Auf drei freie Hausarztstellen bislang nur ein Bewerber

Die Besetzung der aktuell drei freien Hausarztstellen im Versorgungsgebiet Reinbek/Glinde/Wentorf mit 82.607 Menschen würde sicher schon für Entlastung sorgen. Diese sind bei der Kassenärztlichen Vereinigung Schleswig-Holstein ausgeschrieben. Die Bewerbungsfrist endete Anfang November. Eingegangen ist bislang aber nur eine Bewerbung. Ein Problem, das Nikolaus Schmidt, Pressesprecher der Kassenärztlichen Vereinigung Schleswig-Holstein, auch von anderen Regionen im Land kennt. Ob in der Hamburger Metropolregion oder in der Provinz: „Es ist generell schwieriger geworden, Kassensitze zu besetzen“, sagt Schmidt.

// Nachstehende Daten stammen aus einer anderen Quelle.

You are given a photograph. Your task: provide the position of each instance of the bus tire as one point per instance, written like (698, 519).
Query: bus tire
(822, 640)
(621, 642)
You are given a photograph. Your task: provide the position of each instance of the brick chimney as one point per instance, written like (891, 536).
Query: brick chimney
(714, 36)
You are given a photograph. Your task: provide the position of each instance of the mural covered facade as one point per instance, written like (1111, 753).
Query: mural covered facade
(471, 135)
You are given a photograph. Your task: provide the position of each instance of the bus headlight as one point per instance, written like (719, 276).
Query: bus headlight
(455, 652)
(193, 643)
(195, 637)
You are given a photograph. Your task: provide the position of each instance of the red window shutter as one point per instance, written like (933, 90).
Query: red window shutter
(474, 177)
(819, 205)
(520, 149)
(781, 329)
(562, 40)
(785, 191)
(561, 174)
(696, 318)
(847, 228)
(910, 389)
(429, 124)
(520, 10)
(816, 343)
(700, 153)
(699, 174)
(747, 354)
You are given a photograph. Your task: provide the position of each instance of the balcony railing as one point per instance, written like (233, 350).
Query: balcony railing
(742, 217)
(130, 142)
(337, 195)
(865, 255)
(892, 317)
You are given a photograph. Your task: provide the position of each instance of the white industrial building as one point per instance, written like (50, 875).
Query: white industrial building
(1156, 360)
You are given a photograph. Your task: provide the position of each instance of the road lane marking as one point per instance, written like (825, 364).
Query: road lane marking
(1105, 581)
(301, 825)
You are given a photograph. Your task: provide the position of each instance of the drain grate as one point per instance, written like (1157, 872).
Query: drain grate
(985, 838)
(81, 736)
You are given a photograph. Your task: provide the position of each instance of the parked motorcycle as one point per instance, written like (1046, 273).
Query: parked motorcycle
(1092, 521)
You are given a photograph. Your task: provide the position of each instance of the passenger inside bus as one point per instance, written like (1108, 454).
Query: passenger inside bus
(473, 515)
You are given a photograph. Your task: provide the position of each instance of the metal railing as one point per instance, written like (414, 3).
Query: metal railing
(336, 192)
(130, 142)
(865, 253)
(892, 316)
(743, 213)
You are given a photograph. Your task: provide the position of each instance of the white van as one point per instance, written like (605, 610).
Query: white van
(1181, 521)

Ein Grund, warum die Vereinigung die Ärzte und Patienten aufruft, sich an der Online-Petition gegen „Praxen-Kollaps und zum Erhalt der ambulanten Versorgung“ zu beteiligen. Bis zum 20. Dezember müssen mindestens 50.000 Unterschriften zusammenkommen, damit die Petition Wirkung erzielt und im Petitionsausschuss des Bundestags angehört wird.

Doch auch ohne drei zusätzliche Hausärzte gilt die Region mit einem Versorgungsgrad von 104 Prozent als ausreichend versorgt. „Ab einem Versorgungsgrad von 110 Prozent wird der Bereich für Neuzulassungen gesperrt“, sagt Schmidt. Statistisch gesehen wäre das der Fall, wenn die drei freien Stellen besetzt würden.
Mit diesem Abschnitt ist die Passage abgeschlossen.